A maioria dos brasileiros sabe que o trabalho escravo existe, mas não conhece a gravidade do problema. Para mudar isso, uma campanha será lançada no dia 28 de janeiro. Participe!

O trabalho escravo é uma prática muito mais grave do que a maioria dos brasileiros imagina. Para melhorar o acesso à informação e fomentar a prevenção ao crime, a Comissão Nacional para a Erradicação do Trabalho Escravo e o Ministério Público do Trabalho lançam a campanha #SomosLivres.

O evento ocorre no dia 28 de janeiro a partir das 14h, no Teatro Cásper Líbero – Avenida Paulista, 900, 1o andar, São Paulo (SP).
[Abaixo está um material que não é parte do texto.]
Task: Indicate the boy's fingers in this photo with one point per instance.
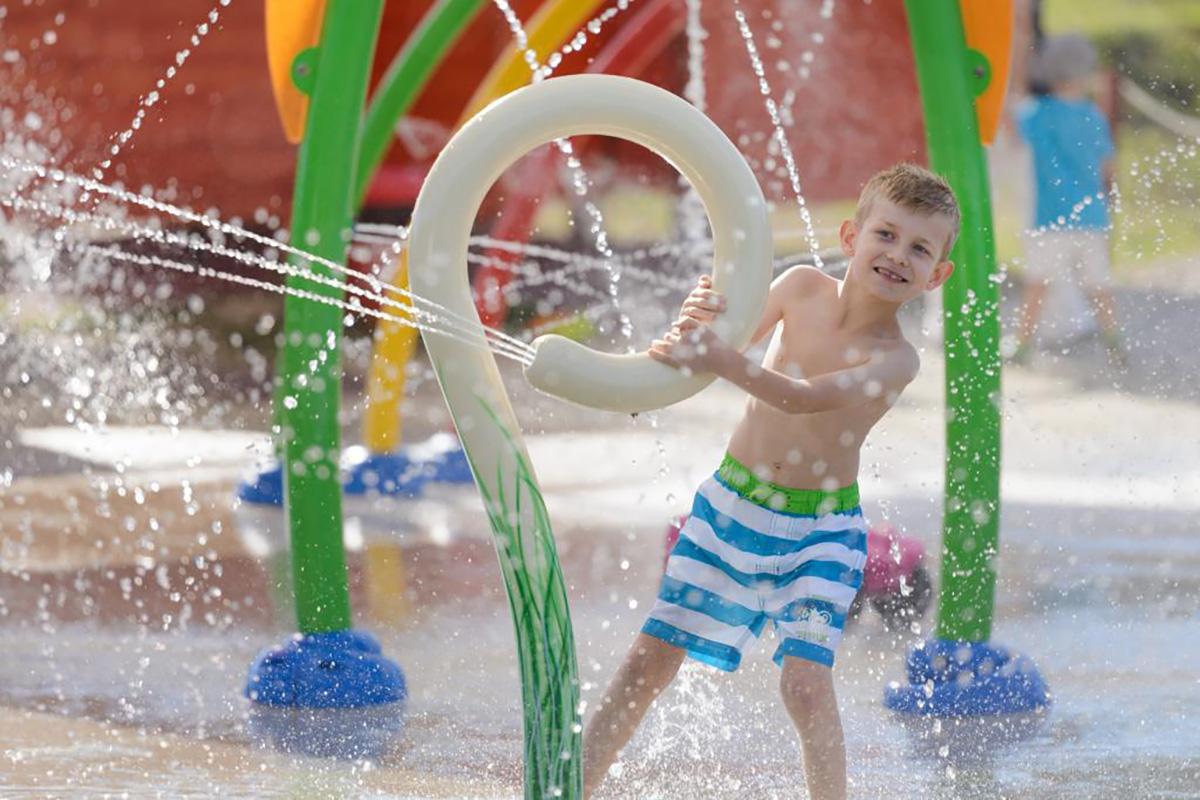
(663, 358)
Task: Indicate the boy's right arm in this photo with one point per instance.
(703, 304)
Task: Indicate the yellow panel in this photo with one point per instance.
(989, 29)
(547, 30)
(395, 343)
(292, 26)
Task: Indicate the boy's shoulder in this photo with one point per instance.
(801, 286)
(805, 278)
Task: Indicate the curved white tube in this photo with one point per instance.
(625, 108)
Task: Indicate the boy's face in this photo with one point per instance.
(898, 253)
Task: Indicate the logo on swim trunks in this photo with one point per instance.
(819, 615)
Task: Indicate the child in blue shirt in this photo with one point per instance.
(1073, 151)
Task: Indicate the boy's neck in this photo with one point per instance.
(861, 311)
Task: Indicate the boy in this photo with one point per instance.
(1072, 150)
(777, 534)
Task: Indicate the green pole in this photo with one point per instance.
(949, 77)
(336, 74)
(408, 73)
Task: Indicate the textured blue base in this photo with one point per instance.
(342, 669)
(401, 474)
(951, 679)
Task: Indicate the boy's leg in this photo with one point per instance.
(647, 671)
(809, 696)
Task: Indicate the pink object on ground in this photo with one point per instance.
(889, 557)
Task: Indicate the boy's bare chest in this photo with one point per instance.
(805, 348)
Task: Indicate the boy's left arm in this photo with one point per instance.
(885, 374)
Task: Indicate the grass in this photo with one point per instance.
(1157, 176)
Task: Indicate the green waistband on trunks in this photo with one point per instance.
(780, 498)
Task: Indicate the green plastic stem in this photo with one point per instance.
(311, 380)
(971, 299)
(405, 79)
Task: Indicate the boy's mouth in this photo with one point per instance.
(891, 275)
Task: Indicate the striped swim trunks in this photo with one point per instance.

Nessa data, celebra-se o no Dia Nacional de Combate ao Trabalho Escravo.

O lançamento contará com uma conferência de Kailash Satyarthi, ganhador do Prêmio Nobel da Paz, em 2014. Nascido na Índia, ele é um dos líderes do movimento global contra o trabalho infantil e o trabalho escravo, tendo libertado mais de 83 mil crianças e desenvolvido um modelo de sucesso para educação, reabilitação e reintegração das vítimas. Seus esforços levaram à adoção da convenção da Organização Internacional do Trabalho sobre as piores formas de trabalho infantil. Continua. Fonte: Repórter Brasil.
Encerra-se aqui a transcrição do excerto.